Que voyons-nous concrètement ? Certes des Français (re)découvrent les circuits courts, les AMAP, etc. mais, en même temps, le e-commerce et la grande distribution semblent être les grands vainqueurs de cette première bataille. Des secteurs que l’État favorise, au détriment des circuits courts, en limitant ou interdisant les marchés, et alors que les supermarchés sont vraisemblablement tout aussi dangereux.
Sommes nous prêts à changer ?
Ensuite, sommes-nous prêts, individuellement, collectivement, à renoncer aux antiennes de « l’ancien monde » ? Pas sûr ! Exemple : la compétition. Sinon comment expliquer que certains profs, encouragés par leur ministre, noient leurs élèves de travail à la maison pendant ce confinement au nom de la sacro-sainte « réussite » ? Le système scolaire est assis sur l’esprit de compétition. Et la majorité des parents y adhère. Or le changement de paradigme passe aussi par une bascule de la compétition vers la coopération. Ou, dit autrement, par l’accent mis sur l’apprentissage des savoir-être.
Enfin, comment nous comporterons-nous, après le confinement ? Des études montrent que 90 % des personnes atteintes de maladies cardiovasculaires ne changent pas leur façon de vivre malgré les recommandations de leur médécin. Plus prosaïquement, combien sommes-nous à vivre plutôt sainement, lire, faire du sport, etc., durant nos congés estivaux pour, à la rentrée, mieux retomber dans nos travers ? Changer reste une difficulté, et notre cerveau est câblé pour faire le moins d’efforts possible. Gagner la bataille demandera des efforts. Sommes-nous prêts à les fournir ?
En conclusion : après le confinement, changerons-nous vraiment de paradigme ? Tendrons-nous vers un modèle qui participe à la préservation de la planète ou, au contraire, filerons-nous vers une forme de régime totalitaire globalisé où la production sera déléguée aux plus fragiles, aux plus pauvres, pendant que les activités de services seront effectuées en télétravail, tous confinés. Mieux que Big Brother, Covid-19 te surveille !
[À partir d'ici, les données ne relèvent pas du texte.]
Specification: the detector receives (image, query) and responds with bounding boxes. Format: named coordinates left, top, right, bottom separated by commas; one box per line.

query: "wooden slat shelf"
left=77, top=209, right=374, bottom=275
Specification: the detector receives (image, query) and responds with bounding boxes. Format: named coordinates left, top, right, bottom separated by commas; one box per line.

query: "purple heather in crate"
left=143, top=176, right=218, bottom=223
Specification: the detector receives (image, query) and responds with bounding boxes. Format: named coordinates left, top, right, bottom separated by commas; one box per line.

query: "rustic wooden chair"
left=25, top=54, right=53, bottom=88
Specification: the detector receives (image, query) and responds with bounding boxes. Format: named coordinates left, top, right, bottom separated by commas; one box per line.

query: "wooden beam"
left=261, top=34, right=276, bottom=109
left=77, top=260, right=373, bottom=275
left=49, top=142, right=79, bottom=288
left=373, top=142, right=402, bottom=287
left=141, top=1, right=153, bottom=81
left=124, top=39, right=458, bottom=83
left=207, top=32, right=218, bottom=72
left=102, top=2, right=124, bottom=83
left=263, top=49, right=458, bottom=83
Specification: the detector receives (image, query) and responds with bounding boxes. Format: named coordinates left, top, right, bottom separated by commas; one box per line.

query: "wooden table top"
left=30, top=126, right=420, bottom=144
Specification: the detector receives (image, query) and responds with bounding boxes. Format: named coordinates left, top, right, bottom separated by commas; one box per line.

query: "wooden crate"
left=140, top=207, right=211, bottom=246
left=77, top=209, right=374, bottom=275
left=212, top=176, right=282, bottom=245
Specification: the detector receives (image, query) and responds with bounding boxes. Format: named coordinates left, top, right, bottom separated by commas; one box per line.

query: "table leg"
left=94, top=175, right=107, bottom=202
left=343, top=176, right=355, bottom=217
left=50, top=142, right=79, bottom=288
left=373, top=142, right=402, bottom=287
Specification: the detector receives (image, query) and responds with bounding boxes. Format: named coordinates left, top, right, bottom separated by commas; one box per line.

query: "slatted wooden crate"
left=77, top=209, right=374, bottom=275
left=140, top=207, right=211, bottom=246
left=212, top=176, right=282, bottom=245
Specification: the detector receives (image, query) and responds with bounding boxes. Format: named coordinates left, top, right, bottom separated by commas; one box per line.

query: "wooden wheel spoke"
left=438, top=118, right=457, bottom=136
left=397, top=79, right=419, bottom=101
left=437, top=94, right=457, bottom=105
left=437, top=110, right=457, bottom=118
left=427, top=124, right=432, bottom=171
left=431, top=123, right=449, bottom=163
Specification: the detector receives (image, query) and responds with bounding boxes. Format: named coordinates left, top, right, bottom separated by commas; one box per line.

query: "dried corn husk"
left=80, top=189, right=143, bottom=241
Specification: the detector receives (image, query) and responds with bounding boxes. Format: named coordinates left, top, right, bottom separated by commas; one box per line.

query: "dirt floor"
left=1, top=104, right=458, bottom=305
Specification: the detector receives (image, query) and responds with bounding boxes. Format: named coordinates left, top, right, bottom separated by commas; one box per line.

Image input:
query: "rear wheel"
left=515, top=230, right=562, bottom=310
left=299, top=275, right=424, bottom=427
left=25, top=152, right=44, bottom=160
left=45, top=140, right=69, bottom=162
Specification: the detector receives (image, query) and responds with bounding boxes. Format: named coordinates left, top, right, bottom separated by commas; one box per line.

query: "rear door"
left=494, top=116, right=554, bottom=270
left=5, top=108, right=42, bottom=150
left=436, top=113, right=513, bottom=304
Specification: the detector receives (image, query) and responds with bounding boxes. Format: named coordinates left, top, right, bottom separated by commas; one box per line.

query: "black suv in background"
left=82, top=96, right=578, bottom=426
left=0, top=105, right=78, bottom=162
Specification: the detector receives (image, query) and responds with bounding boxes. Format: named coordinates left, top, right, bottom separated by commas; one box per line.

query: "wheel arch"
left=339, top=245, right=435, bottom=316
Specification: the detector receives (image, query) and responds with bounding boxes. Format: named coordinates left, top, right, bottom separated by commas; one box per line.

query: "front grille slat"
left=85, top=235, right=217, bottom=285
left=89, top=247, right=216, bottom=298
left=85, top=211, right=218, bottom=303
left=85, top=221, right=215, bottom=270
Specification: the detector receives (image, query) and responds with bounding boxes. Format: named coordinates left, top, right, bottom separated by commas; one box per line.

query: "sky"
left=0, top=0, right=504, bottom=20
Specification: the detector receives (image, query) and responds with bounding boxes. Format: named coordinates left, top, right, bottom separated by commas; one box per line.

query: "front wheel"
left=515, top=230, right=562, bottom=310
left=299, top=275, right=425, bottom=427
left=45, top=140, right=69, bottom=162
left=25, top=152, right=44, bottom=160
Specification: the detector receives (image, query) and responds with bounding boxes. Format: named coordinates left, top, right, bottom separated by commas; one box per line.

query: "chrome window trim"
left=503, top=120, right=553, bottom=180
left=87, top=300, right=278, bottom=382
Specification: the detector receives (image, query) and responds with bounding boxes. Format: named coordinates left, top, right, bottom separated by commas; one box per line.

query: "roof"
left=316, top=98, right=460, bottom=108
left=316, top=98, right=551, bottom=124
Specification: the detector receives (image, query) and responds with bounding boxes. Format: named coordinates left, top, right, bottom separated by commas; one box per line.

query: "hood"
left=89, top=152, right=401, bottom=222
Puisque le président de la République a utilisé la métaphore martiale, souvenons-nous que c’est après une vraie guerre, en 1945, que le Conseil national de la Résistance a innové en termes de protection sociale et mis en place nombre de nos « acquis sociaux ». Une protection que certains détricotent depuis des années, mais dont on mesure pourtant l’importance vitale aujourd’hui.
Alors mobilisons-nous pour l’après-confinement. Résistons au retour à « l’ancien monde ». Construisons un souffle, une dynamique, une vague citoyenne pour affronter les crises écologiques à venir. Si l’on ne fait rien, celles-ci seront probablement bien plus difficiles que la crise sanitaire actuelle. Prenons le temps de ce confinement pour cogiter, apprendre, et ensuite passer à l’action.